Now we had to hone in to a subgroup of those eight and a half thousand that I mentioned before, because we needed data both at baseline, but we also needed data at four months because that's the key timepoint for hip fracture. And so we're actually looking at subgroup of the 8,000 or 8,500 down to 6,532. So we're talking ballpark 6,500 people generating this data. 

Now in terms of how they were treated. We tried to [00:09:00] reflect practice as it's happening in the real world, in the UK or in England or Wales. And so we didn't specify how you should treat every single individual patient, but we did say that it should be treated in accordance to your local pathways. And actually those local pathways are well reflected in the NICE guidance. And most hospitals will follow the NICE guidance. So when you look at the NHS reports, the degree to which NICE guidance is followed is somewhere between 85 and 95% across the recommendations. Accepting the key recommendation about total hip arthroplasty, which remains relatively controversial.

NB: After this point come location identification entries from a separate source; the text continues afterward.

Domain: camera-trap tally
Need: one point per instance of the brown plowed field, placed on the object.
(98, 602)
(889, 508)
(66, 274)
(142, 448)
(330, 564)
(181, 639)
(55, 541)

So I think in terms of the treatment that patients are receiving, it's essentially NICE recommended treatment. And what did we collect? Well, everyone will be familiar with the National Hip Fracture database. We essentially mirrored the NHFD data set at baseline. And so that's all the things that you would expect about the patient information and their mobility, what their residential status was. [00:10:00] But the key, extra thing that we collected was what was their baseline quality of life, health-related quality of life. And then at four months we repeated the recommended NHFD dataset and we had the health-related quality of life again. 

So if you imagine we've got 6,500 people treated in the NICE pathway , across 20 sites. And they are telling us everything about the NHFD but they're also telling us their quality of life for those two timepoints. 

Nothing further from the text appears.